Execution & Tool Mocking

The Lab allows you to simulate your entire production environment, including complex tool-use scenarios, without needing to run your backend code.

Running Prompts

Click the Run button (or Cmd+Enter) to execute the current configuration.

Streaming Process

The Lab uses Server-Sent Events (SSE) to stream the response token-by-token. This allows you to verify:

Latency: Time to First Token (TTFT).
Streaming format: Ensuring downstream apps handle the stream correctly.

Tool Mocking

One of the Lab’s most powerful features is identifying and mocking tool calls.

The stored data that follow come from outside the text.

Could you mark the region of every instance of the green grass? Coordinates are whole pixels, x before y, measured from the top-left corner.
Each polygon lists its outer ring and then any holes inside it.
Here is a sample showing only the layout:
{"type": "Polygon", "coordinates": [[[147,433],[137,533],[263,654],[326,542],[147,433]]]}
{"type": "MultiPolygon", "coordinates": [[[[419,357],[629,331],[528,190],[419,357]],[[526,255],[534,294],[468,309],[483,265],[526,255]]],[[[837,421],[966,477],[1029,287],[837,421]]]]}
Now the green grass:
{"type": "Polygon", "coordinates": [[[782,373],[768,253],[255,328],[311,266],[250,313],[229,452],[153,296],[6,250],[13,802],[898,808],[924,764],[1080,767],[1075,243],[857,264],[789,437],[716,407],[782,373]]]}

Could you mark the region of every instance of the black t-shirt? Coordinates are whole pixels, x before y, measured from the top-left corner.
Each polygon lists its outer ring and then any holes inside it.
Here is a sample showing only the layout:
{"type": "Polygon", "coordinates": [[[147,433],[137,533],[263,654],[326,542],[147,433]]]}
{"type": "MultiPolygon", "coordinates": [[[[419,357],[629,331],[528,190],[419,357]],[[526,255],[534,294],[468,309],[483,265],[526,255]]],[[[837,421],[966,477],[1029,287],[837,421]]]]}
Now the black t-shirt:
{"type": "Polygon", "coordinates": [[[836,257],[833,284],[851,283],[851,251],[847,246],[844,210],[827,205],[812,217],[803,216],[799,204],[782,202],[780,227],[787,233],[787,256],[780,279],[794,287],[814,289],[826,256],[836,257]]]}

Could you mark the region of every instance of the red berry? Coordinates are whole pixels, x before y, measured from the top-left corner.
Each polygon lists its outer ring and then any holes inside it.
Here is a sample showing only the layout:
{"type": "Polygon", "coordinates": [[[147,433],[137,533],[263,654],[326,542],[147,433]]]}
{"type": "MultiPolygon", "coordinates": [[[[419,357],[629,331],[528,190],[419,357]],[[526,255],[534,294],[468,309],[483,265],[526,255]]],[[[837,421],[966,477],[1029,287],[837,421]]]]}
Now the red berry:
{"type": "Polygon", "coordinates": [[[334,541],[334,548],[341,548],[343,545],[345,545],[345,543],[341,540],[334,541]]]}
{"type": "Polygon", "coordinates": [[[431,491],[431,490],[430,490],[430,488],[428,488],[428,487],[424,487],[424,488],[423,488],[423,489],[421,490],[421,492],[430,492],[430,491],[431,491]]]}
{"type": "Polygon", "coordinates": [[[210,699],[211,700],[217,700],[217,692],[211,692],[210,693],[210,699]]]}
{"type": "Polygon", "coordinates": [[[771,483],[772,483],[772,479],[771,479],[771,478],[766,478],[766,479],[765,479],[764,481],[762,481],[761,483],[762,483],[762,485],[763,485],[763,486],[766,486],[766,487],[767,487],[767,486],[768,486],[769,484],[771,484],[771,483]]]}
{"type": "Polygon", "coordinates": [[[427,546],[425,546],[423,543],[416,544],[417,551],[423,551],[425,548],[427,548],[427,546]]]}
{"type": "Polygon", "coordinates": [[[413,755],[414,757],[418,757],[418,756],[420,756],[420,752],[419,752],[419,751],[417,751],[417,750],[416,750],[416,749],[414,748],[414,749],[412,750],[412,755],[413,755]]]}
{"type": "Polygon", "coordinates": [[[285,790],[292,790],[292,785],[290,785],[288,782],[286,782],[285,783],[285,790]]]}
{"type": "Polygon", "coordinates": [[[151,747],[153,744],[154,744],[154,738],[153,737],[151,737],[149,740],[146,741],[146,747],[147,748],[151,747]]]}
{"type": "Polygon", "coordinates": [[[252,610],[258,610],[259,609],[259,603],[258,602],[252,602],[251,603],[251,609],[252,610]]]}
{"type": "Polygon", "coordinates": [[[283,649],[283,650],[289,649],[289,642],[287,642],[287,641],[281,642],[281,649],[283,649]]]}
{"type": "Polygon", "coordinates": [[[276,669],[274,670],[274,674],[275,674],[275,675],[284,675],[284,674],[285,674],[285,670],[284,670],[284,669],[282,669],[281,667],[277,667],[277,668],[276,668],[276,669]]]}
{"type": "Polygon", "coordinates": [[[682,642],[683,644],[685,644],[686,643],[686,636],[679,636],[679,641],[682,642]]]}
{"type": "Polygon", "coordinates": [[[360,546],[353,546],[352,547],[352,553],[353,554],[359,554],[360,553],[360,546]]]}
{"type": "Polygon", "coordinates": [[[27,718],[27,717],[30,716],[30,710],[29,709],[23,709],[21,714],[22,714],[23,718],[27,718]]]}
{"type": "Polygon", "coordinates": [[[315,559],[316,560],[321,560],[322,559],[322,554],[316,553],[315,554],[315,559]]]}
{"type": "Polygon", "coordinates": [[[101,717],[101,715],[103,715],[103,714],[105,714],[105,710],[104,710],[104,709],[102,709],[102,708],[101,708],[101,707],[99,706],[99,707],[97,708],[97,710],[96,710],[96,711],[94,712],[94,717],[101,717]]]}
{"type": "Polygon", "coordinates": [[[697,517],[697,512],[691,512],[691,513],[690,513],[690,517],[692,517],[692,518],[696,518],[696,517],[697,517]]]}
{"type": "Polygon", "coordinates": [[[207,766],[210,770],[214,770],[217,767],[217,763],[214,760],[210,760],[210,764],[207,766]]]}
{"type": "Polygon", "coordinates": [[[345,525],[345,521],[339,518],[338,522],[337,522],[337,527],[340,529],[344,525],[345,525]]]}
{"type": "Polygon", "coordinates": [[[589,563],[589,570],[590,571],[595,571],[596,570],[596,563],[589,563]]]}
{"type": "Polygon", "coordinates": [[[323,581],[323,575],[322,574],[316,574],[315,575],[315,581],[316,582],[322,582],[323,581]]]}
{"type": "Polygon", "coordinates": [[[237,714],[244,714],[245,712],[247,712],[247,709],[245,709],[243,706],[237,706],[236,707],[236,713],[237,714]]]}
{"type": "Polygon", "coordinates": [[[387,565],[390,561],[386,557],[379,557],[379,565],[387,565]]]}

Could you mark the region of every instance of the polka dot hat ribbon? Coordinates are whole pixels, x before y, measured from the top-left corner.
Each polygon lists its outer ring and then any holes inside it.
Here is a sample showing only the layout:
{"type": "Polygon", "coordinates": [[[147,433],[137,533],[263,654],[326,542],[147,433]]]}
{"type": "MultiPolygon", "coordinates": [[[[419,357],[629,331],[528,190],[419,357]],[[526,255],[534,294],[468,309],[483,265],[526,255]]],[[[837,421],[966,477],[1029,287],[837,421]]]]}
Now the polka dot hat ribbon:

This allows you to test how your prompt handles function calling scenarios without implementing the actual functions.

How it Works

Define a Mock Tool in the “Tools” tab.
Assign a name (e.g., get_weather) and a mock_return JSON.
When the model decides to call this tool, the Lab intercepts the request.
It strictly validates the call against the tool definition.
It injects your mock_return JSON back into the conversation as the tool’s result.
The model continues generating based on that mock data.

Example Configuration

Scenario: You want to test a customer support chatbot that needs to look up order status.

Tool Name: lookup_order
Description: Get order details by ID

Mock Return:


{
  "order_id": "12345",
  "status": "shipped",
  "delivery_date": "2024-12-25"
}

Execution Flow:

User: “Where is my order 12345?”
Model: Calls lookup_order(id="12345")
Lab: Intercepts call -> Returns Mock JSON.
Model: “Your order #12345 has been shipped and is expected to arrive on December 25th.”

Error Handling

The Lab exposes raw provider errors to help you debug:

400 Bad Request: Often due to invalid params or context window exceeded.
429 Rate Limit: You are hitting the provider’s limits.
500 Provider Error: Upstream issue with OpenAI/Anthropic/Google.